Brannon would like to augment the exhibits with tags noting whether the plants were used for food, medicine, shelter or clothing. About 25 percent of medicines come from plants found in rainforests, and yet only 1 percent of the rainforest plants have been discovered, she said.
“Can you imagine what is in those forests?” she said.
After Hurricane Ike hit the island in 2008 and flooded the facility with 4 feet of water, the gardens were closed for extensive repairs. When they reopened in June 2011, Moody Gardens had added walkways and other enhancements during a $25 million renovation.
Freezing temperatures in January this year had little effect on Rainforest Pyramid plants, although temperatures inside the building dropped into the 50s. Crews mulched and protected much of the flora and didn’t lose any inside. But some of the outside plants had to be replaced.
Challenges in the garden over the past three decades for Brannon include monitoring all of the various trees and plants, noting when they are “ailing” and replacing them when necessary. She also has to observe weather and sunshine to make sure the varieties of tropical plants are getting enough exposure. And perhaps one of the most distressing chores is monitoring damage done to plants that line the exhibit paths as inquisitive visitors sometimes destroy leaves and flowers.

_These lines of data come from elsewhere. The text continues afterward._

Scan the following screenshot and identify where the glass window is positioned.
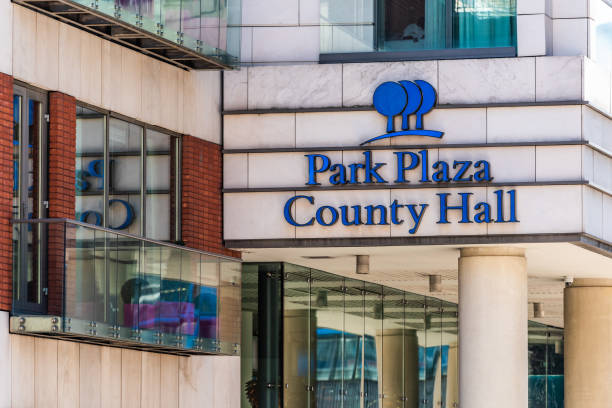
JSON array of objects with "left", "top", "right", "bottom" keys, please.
[
  {"left": 76, "top": 107, "right": 180, "bottom": 241},
  {"left": 321, "top": 0, "right": 516, "bottom": 54}
]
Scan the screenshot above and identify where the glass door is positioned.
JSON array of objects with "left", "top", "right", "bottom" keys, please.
[{"left": 12, "top": 85, "right": 48, "bottom": 313}]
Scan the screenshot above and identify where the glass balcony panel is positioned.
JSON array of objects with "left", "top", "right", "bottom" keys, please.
[
  {"left": 219, "top": 258, "right": 242, "bottom": 354},
  {"left": 158, "top": 246, "right": 183, "bottom": 347},
  {"left": 12, "top": 219, "right": 240, "bottom": 355},
  {"left": 200, "top": 255, "right": 220, "bottom": 352},
  {"left": 139, "top": 241, "right": 161, "bottom": 345},
  {"left": 181, "top": 0, "right": 203, "bottom": 52},
  {"left": 115, "top": 235, "right": 143, "bottom": 341},
  {"left": 160, "top": 0, "right": 183, "bottom": 46},
  {"left": 180, "top": 251, "right": 202, "bottom": 350}
]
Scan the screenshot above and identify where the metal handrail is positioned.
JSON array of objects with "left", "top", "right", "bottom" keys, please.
[{"left": 12, "top": 218, "right": 241, "bottom": 262}]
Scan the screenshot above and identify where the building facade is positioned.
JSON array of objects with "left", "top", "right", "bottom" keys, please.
[
  {"left": 223, "top": 0, "right": 612, "bottom": 408},
  {"left": 0, "top": 0, "right": 610, "bottom": 407},
  {"left": 0, "top": 0, "right": 243, "bottom": 406}
]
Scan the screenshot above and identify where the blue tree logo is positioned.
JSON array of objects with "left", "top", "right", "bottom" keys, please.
[{"left": 362, "top": 80, "right": 444, "bottom": 145}]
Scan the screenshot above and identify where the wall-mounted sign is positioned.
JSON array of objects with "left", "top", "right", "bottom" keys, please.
[{"left": 282, "top": 80, "right": 519, "bottom": 235}]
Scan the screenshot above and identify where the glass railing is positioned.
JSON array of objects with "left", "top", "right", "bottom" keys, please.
[
  {"left": 59, "top": 0, "right": 240, "bottom": 67},
  {"left": 11, "top": 218, "right": 241, "bottom": 355}
]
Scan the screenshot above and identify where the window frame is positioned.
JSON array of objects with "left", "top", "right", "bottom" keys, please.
[
  {"left": 321, "top": 0, "right": 517, "bottom": 63},
  {"left": 75, "top": 101, "right": 182, "bottom": 242}
]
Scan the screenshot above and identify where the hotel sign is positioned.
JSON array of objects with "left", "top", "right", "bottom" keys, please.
[{"left": 282, "top": 80, "right": 519, "bottom": 234}]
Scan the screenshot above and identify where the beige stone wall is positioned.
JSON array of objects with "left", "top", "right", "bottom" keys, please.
[{"left": 5, "top": 332, "right": 240, "bottom": 408}]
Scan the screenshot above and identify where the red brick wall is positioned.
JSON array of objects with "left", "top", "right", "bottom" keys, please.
[
  {"left": 181, "top": 135, "right": 240, "bottom": 259},
  {"left": 0, "top": 73, "right": 13, "bottom": 311},
  {"left": 47, "top": 92, "right": 76, "bottom": 315}
]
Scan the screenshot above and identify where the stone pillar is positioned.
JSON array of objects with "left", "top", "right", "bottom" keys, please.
[
  {"left": 564, "top": 279, "right": 612, "bottom": 408},
  {"left": 375, "top": 329, "right": 419, "bottom": 408},
  {"left": 459, "top": 247, "right": 527, "bottom": 408}
]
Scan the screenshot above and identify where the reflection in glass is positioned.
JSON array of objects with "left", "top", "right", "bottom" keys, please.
[
  {"left": 145, "top": 129, "right": 173, "bottom": 240},
  {"left": 321, "top": 0, "right": 516, "bottom": 54},
  {"left": 246, "top": 263, "right": 563, "bottom": 408},
  {"left": 76, "top": 106, "right": 106, "bottom": 228}
]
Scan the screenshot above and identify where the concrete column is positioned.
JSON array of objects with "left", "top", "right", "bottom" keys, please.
[
  {"left": 564, "top": 279, "right": 612, "bottom": 408},
  {"left": 375, "top": 329, "right": 419, "bottom": 408},
  {"left": 459, "top": 247, "right": 527, "bottom": 408}
]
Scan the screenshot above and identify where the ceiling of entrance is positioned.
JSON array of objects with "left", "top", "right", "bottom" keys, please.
[{"left": 239, "top": 242, "right": 612, "bottom": 328}]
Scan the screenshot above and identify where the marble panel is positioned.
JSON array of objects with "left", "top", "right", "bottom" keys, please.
[
  {"left": 535, "top": 56, "right": 583, "bottom": 101},
  {"left": 341, "top": 149, "right": 440, "bottom": 185},
  {"left": 192, "top": 70, "right": 221, "bottom": 143},
  {"left": 100, "top": 347, "right": 121, "bottom": 408},
  {"left": 101, "top": 41, "right": 122, "bottom": 112},
  {"left": 295, "top": 189, "right": 392, "bottom": 239},
  {"left": 438, "top": 58, "right": 536, "bottom": 104},
  {"left": 486, "top": 185, "right": 582, "bottom": 234},
  {"left": 517, "top": 14, "right": 547, "bottom": 57},
  {"left": 182, "top": 71, "right": 197, "bottom": 137},
  {"left": 12, "top": 6, "right": 36, "bottom": 84},
  {"left": 79, "top": 34, "right": 102, "bottom": 107},
  {"left": 79, "top": 344, "right": 101, "bottom": 408},
  {"left": 57, "top": 341, "right": 79, "bottom": 408},
  {"left": 160, "top": 63, "right": 180, "bottom": 133},
  {"left": 582, "top": 106, "right": 612, "bottom": 151},
  {"left": 535, "top": 145, "right": 582, "bottom": 182},
  {"left": 35, "top": 338, "right": 58, "bottom": 408},
  {"left": 581, "top": 145, "right": 594, "bottom": 182},
  {"left": 242, "top": 0, "right": 299, "bottom": 25},
  {"left": 300, "top": 0, "right": 321, "bottom": 25},
  {"left": 223, "top": 68, "right": 248, "bottom": 111},
  {"left": 141, "top": 353, "right": 161, "bottom": 408},
  {"left": 121, "top": 349, "right": 142, "bottom": 408},
  {"left": 178, "top": 357, "right": 196, "bottom": 408},
  {"left": 141, "top": 58, "right": 162, "bottom": 128},
  {"left": 438, "top": 146, "right": 536, "bottom": 183},
  {"left": 224, "top": 153, "right": 248, "bottom": 189},
  {"left": 593, "top": 151, "right": 612, "bottom": 191},
  {"left": 583, "top": 186, "right": 603, "bottom": 237},
  {"left": 517, "top": 0, "right": 546, "bottom": 15},
  {"left": 0, "top": 0, "right": 12, "bottom": 75},
  {"left": 35, "top": 14, "right": 59, "bottom": 90},
  {"left": 160, "top": 355, "right": 179, "bottom": 408},
  {"left": 583, "top": 57, "right": 611, "bottom": 114},
  {"left": 603, "top": 193, "right": 612, "bottom": 243},
  {"left": 58, "top": 24, "right": 81, "bottom": 97},
  {"left": 296, "top": 111, "right": 387, "bottom": 148},
  {"left": 252, "top": 26, "right": 320, "bottom": 63},
  {"left": 11, "top": 334, "right": 34, "bottom": 408},
  {"left": 553, "top": 18, "right": 588, "bottom": 56},
  {"left": 225, "top": 113, "right": 295, "bottom": 149},
  {"left": 390, "top": 107, "right": 487, "bottom": 145},
  {"left": 247, "top": 64, "right": 342, "bottom": 109},
  {"left": 240, "top": 27, "right": 253, "bottom": 64},
  {"left": 120, "top": 48, "right": 142, "bottom": 120},
  {"left": 552, "top": 0, "right": 588, "bottom": 18},
  {"left": 224, "top": 192, "right": 297, "bottom": 239},
  {"left": 248, "top": 151, "right": 341, "bottom": 188},
  {"left": 212, "top": 356, "right": 241, "bottom": 408},
  {"left": 0, "top": 313, "right": 10, "bottom": 408},
  {"left": 342, "top": 61, "right": 438, "bottom": 107},
  {"left": 486, "top": 105, "right": 582, "bottom": 143},
  {"left": 391, "top": 187, "right": 488, "bottom": 237}
]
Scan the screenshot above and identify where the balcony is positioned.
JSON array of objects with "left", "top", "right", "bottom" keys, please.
[
  {"left": 13, "top": 0, "right": 241, "bottom": 69},
  {"left": 11, "top": 219, "right": 242, "bottom": 356}
]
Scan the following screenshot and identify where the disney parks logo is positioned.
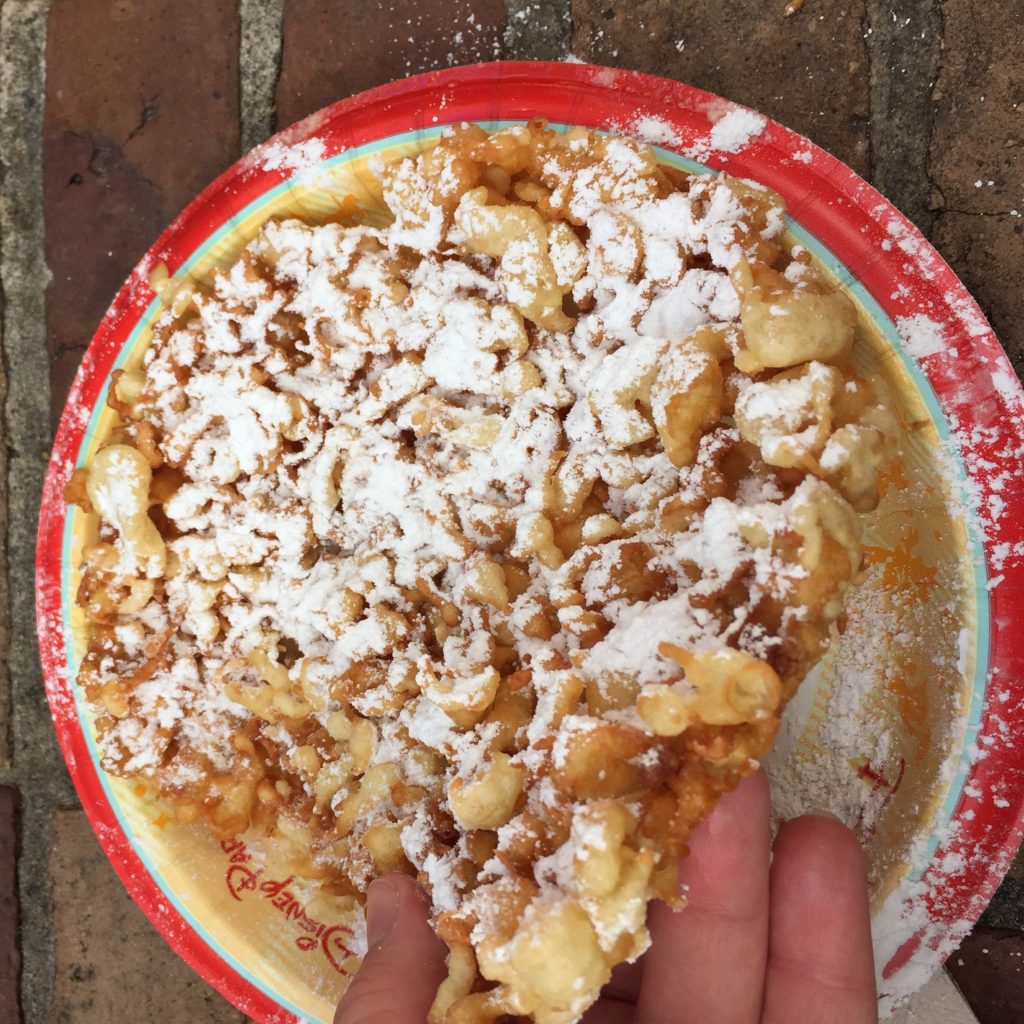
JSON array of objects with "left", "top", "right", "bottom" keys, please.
[{"left": 221, "top": 838, "right": 359, "bottom": 976}]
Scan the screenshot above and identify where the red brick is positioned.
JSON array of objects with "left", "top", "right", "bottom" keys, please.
[
  {"left": 929, "top": 2, "right": 1022, "bottom": 216},
  {"left": 1010, "top": 841, "right": 1024, "bottom": 880},
  {"left": 947, "top": 927, "right": 1024, "bottom": 1024},
  {"left": 43, "top": 0, "right": 241, "bottom": 422},
  {"left": 276, "top": 0, "right": 507, "bottom": 128},
  {"left": 928, "top": 0, "right": 1024, "bottom": 377},
  {"left": 570, "top": 0, "right": 871, "bottom": 176},
  {"left": 931, "top": 213, "right": 1024, "bottom": 380},
  {"left": 0, "top": 787, "right": 19, "bottom": 1024},
  {"left": 50, "top": 810, "right": 244, "bottom": 1024}
]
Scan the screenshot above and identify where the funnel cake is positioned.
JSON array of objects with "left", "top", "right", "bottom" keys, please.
[{"left": 68, "top": 121, "right": 896, "bottom": 1023}]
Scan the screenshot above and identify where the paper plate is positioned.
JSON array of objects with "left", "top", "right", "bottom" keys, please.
[{"left": 35, "top": 62, "right": 1024, "bottom": 1021}]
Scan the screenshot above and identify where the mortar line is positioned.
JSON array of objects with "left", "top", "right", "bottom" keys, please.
[
  {"left": 863, "top": 0, "right": 943, "bottom": 232},
  {"left": 240, "top": 0, "right": 285, "bottom": 154},
  {"left": 1, "top": 4, "right": 79, "bottom": 1024},
  {"left": 861, "top": 1, "right": 875, "bottom": 187},
  {"left": 0, "top": 4, "right": 9, "bottom": 775},
  {"left": 921, "top": 0, "right": 946, "bottom": 228}
]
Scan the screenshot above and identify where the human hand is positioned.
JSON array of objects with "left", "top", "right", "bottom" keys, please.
[{"left": 334, "top": 771, "right": 877, "bottom": 1024}]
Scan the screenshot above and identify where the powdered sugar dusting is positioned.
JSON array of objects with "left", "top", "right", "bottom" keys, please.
[
  {"left": 64, "top": 122, "right": 918, "bottom": 1023},
  {"left": 709, "top": 108, "right": 768, "bottom": 154},
  {"left": 261, "top": 137, "right": 328, "bottom": 174},
  {"left": 895, "top": 314, "right": 947, "bottom": 360},
  {"left": 35, "top": 72, "right": 1024, "bottom": 1022},
  {"left": 626, "top": 115, "right": 682, "bottom": 148}
]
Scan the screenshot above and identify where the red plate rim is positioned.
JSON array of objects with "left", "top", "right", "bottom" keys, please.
[{"left": 35, "top": 60, "right": 1024, "bottom": 1019}]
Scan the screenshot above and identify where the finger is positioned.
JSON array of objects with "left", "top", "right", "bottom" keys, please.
[
  {"left": 636, "top": 770, "right": 771, "bottom": 1024},
  {"left": 762, "top": 814, "right": 877, "bottom": 1024},
  {"left": 335, "top": 874, "right": 447, "bottom": 1024}
]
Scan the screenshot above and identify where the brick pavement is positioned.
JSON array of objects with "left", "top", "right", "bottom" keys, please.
[
  {"left": 949, "top": 926, "right": 1024, "bottom": 1023},
  {"left": 572, "top": 0, "right": 872, "bottom": 176},
  {"left": 43, "top": 0, "right": 241, "bottom": 419},
  {"left": 1, "top": 1, "right": 1021, "bottom": 1021},
  {"left": 928, "top": 0, "right": 1024, "bottom": 372},
  {"left": 1, "top": 786, "right": 19, "bottom": 1024},
  {"left": 277, "top": 0, "right": 507, "bottom": 126},
  {"left": 50, "top": 811, "right": 246, "bottom": 1024}
]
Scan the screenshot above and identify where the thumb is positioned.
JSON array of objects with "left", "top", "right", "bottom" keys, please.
[{"left": 335, "top": 873, "right": 447, "bottom": 1024}]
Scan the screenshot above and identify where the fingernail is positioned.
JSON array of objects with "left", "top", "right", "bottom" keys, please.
[
  {"left": 806, "top": 808, "right": 844, "bottom": 823},
  {"left": 366, "top": 878, "right": 401, "bottom": 947}
]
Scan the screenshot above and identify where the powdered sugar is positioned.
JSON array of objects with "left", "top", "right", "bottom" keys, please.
[
  {"left": 624, "top": 114, "right": 682, "bottom": 148},
  {"left": 895, "top": 314, "right": 947, "bottom": 360},
  {"left": 72, "top": 122, "right": 901, "bottom": 1024},
  {"left": 709, "top": 108, "right": 768, "bottom": 154},
  {"left": 261, "top": 137, "right": 328, "bottom": 174}
]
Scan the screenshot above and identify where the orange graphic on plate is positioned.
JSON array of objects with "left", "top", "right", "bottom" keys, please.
[
  {"left": 876, "top": 454, "right": 908, "bottom": 501},
  {"left": 331, "top": 193, "right": 363, "bottom": 222},
  {"left": 885, "top": 648, "right": 932, "bottom": 762},
  {"left": 862, "top": 527, "right": 937, "bottom": 604}
]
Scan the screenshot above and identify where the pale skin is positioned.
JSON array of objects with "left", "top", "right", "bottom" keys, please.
[{"left": 335, "top": 771, "right": 878, "bottom": 1024}]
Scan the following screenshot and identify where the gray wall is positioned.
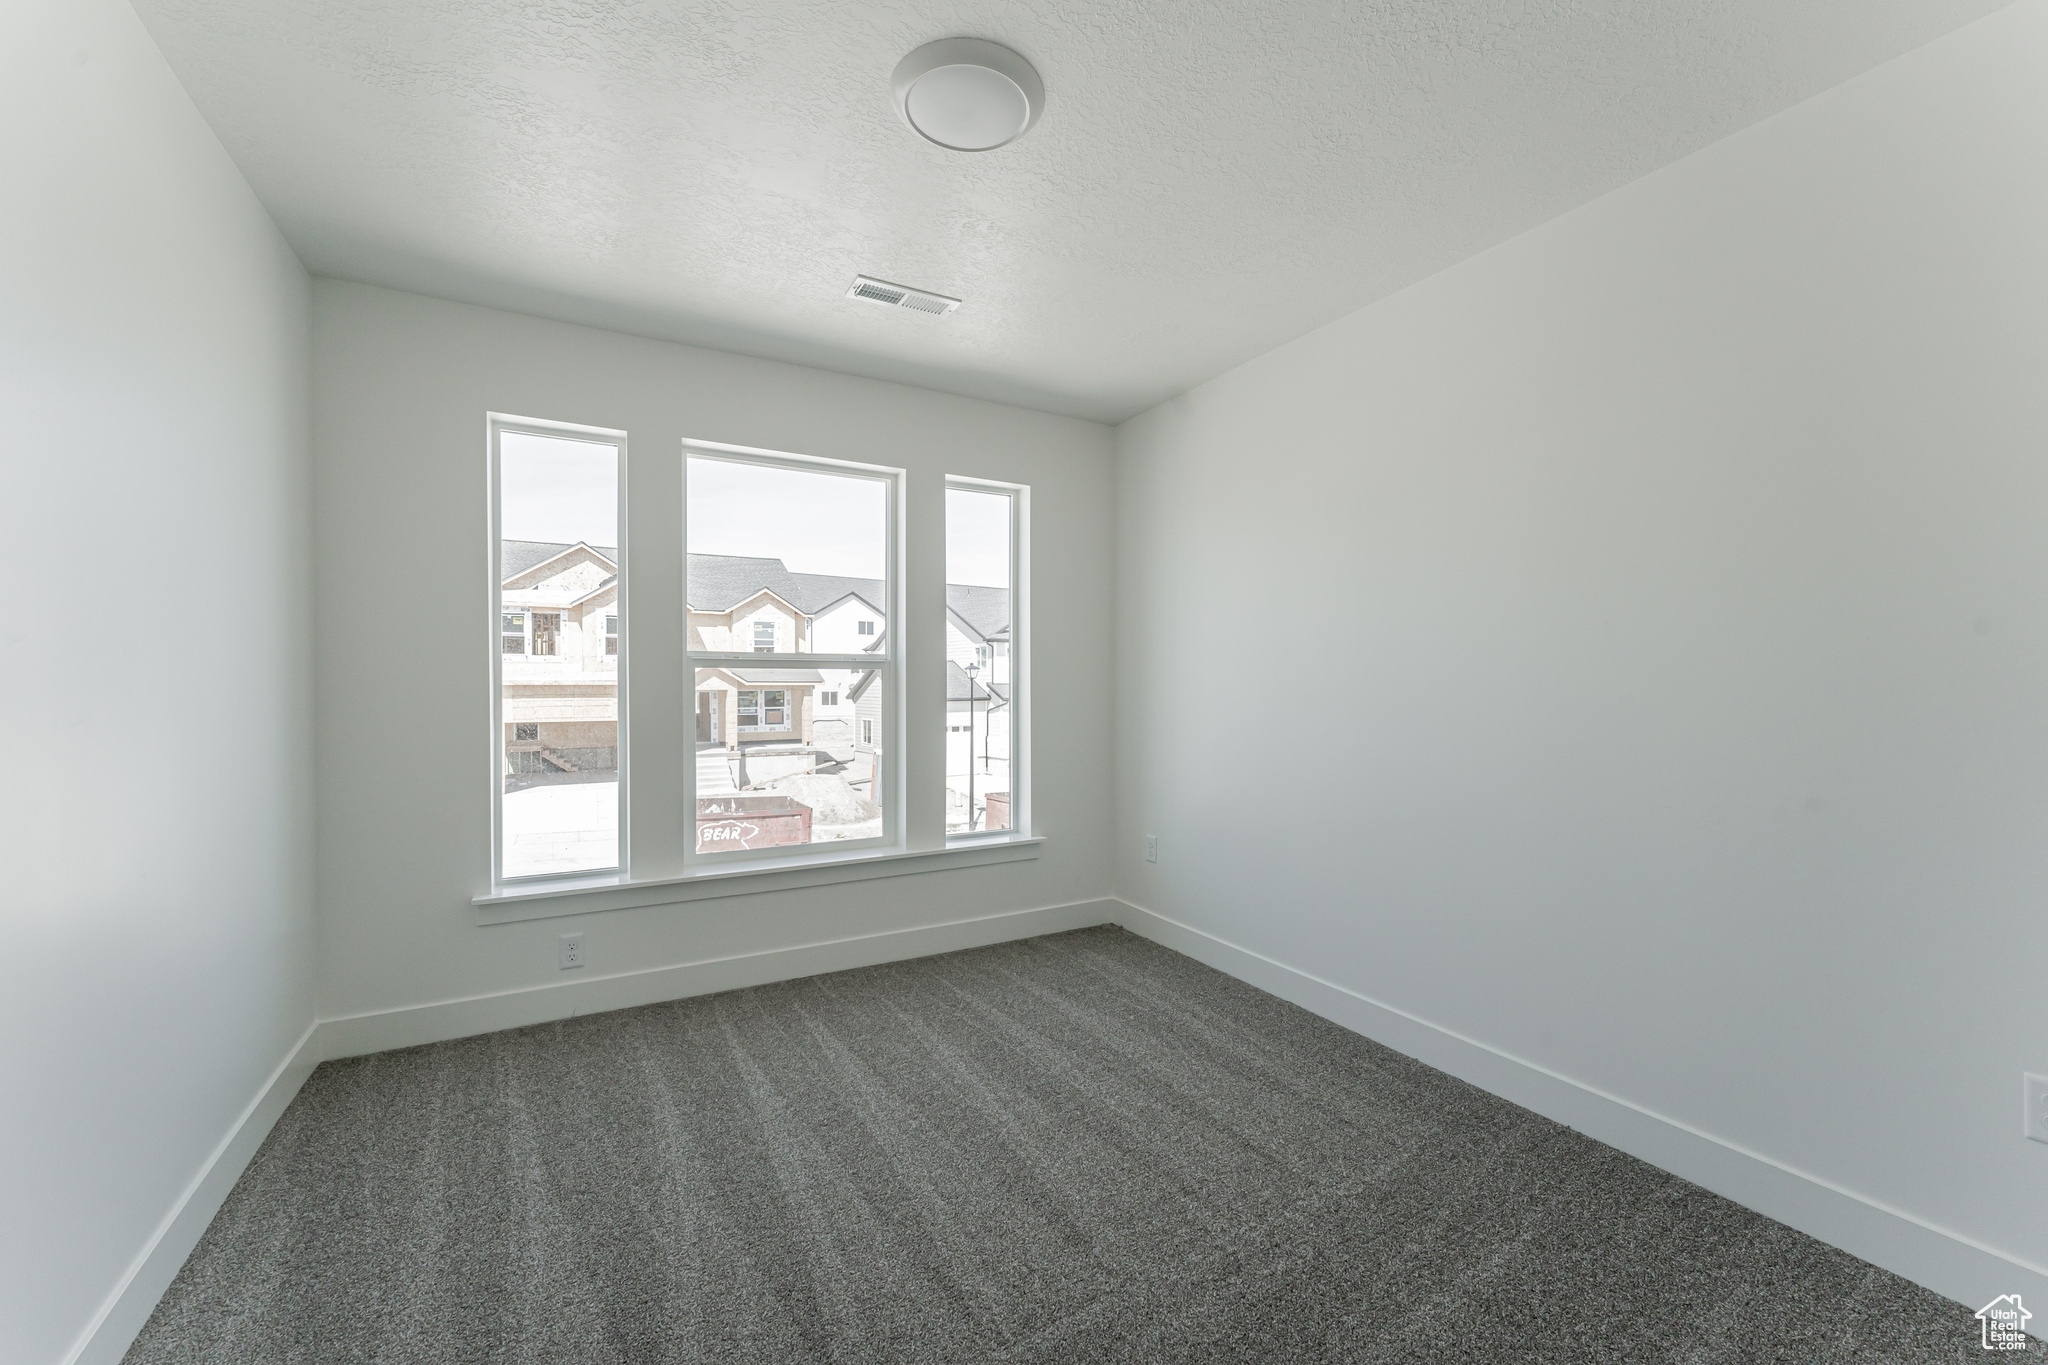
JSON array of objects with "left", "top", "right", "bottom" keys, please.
[
  {"left": 1115, "top": 0, "right": 2048, "bottom": 1311},
  {"left": 312, "top": 282, "right": 1113, "bottom": 1024},
  {"left": 0, "top": 0, "right": 315, "bottom": 1359}
]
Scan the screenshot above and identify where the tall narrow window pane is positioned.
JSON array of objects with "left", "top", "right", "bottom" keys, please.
[
  {"left": 687, "top": 454, "right": 889, "bottom": 856},
  {"left": 500, "top": 431, "right": 620, "bottom": 878},
  {"left": 945, "top": 486, "right": 1013, "bottom": 834}
]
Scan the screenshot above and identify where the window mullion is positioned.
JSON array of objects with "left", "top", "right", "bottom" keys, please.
[{"left": 686, "top": 651, "right": 889, "bottom": 668}]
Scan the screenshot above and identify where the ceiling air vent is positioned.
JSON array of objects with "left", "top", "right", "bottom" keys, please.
[{"left": 848, "top": 275, "right": 961, "bottom": 317}]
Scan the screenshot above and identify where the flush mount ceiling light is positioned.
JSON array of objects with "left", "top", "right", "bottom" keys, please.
[{"left": 891, "top": 38, "right": 1043, "bottom": 152}]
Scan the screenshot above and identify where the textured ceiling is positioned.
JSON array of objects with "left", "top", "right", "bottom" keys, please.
[{"left": 132, "top": 0, "right": 2007, "bottom": 422}]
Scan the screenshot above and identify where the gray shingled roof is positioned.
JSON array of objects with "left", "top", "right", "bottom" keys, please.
[
  {"left": 503, "top": 539, "right": 617, "bottom": 581},
  {"left": 502, "top": 545, "right": 1009, "bottom": 634},
  {"left": 947, "top": 584, "right": 1010, "bottom": 640},
  {"left": 684, "top": 554, "right": 886, "bottom": 615},
  {"left": 946, "top": 661, "right": 994, "bottom": 702}
]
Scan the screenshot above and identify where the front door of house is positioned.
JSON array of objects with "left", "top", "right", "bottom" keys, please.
[{"left": 697, "top": 691, "right": 719, "bottom": 743}]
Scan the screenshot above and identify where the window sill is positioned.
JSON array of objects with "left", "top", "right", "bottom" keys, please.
[{"left": 474, "top": 836, "right": 1043, "bottom": 926}]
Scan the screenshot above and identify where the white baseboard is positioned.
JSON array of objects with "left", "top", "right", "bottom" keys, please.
[
  {"left": 93, "top": 901, "right": 2005, "bottom": 1359},
  {"left": 312, "top": 897, "right": 1121, "bottom": 1062},
  {"left": 63, "top": 1023, "right": 321, "bottom": 1365},
  {"left": 1112, "top": 897, "right": 2045, "bottom": 1320}
]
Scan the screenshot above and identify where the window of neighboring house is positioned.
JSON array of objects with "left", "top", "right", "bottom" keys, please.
[
  {"left": 736, "top": 689, "right": 789, "bottom": 730},
  {"left": 493, "top": 420, "right": 624, "bottom": 882},
  {"left": 688, "top": 445, "right": 892, "bottom": 859},
  {"left": 945, "top": 481, "right": 1024, "bottom": 837}
]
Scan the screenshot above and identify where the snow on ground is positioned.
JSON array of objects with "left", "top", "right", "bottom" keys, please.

“We have a lot of endangered or extinct plants here and things you don’t often see,” Brannon said. “We put things in here that I think that guests would like and learn about.” One such plant is a large and rare stinky giant corpse flower, Morticia, which bloomed and emitted a stench — often described as the odor of rotting flesh — not once, but twice in two years.
“Now that was rare,” Brannon said. “It is unusual for this plant to bloom but to have it bloom twice! We had cameras on it and people could watch it grow and bloom from their home. It was quite amazing.”
Brannon believes she has the best job. The Rainforest Pyramid is a special place for her. She got married there in 1993.
“I love to come to work and see something new every day,” she said. “It’s been a labor of love, but I am so lucky to have this opportunity.”